When you start chemo, they suggest you write a diary to track how crap you’re feeling from the side effects of the treatment.
During my first lot of chemotherapy I was determined to do that – but finding the smallest amount of energy to capture how poorly I was feeling was too hard.
But this time round, I am determined to do it.
I woke up this morning at 8.30 after going to sleep at 6pm last night.
Sam tried to wake me for a dinner of tuna steaks and veg last night (I’m on a special no-sugar diet during chemo) but it was just too difficult.
Yesterday I spent the day resting and not doing much other than watching awful daytime TV. I find that I’m exhausted on Thursdays and Fridays after my chemo on Tuesdays.
I really want to get the words right to try and explain what I feel like but it’s so hard to describe.
When my friends ask how I am feeling today I usually say: “well I can imagine it’s like being hit by a bus.”
The first hour in the morning before my morphine kicks in is always the worst.
I wake and I cry. Then I have to try and eat.
I know I have to eat to keep strong but forcing the food down is sometimes unbearable and I lost the taste for food after my first round of chemo.
Sam is currently cooking all meals as I’m too weak to stand and cook.
He has become very inventive to coax me into eating and has a new found love of cooking.
This morning I woke up and couldn’t feel my feet which is a new side effect.
This added with my weak chicken legs makes me really wobbly.
Sam is now just packing up the car so that we can go and visit his mum and dog.

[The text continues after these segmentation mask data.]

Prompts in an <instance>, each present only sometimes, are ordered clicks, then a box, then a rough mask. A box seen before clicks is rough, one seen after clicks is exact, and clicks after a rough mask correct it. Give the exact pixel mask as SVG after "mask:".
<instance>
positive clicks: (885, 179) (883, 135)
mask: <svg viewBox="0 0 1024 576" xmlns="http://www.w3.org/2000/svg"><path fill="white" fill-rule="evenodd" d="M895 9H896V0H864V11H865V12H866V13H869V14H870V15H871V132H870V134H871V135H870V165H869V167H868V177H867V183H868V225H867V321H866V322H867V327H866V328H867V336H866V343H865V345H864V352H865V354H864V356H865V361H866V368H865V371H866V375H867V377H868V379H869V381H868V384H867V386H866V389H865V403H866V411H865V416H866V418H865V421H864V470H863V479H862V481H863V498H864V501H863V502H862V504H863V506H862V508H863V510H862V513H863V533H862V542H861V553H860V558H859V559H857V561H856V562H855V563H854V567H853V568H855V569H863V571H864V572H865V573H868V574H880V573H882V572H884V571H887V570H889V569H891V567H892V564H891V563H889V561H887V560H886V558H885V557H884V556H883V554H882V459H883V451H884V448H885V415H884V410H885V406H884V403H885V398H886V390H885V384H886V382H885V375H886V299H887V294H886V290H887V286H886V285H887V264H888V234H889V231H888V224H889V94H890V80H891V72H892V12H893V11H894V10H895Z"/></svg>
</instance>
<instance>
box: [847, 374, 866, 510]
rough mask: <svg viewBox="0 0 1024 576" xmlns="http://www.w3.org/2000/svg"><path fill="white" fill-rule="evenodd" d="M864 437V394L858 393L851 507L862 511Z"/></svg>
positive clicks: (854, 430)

This involves military co-ordination and precision as we need all the correct meds, oxygen tank, clothing, dressings as well as the usual stuff such as clothing and toiletries.
The car has to be packed like an impressive game of Tetris. We’re really looking forward to seeing Sam’s mum as she is a one off eccentric, crazy lady who makes me laugh. It will be good to have a break from the same four walls as well.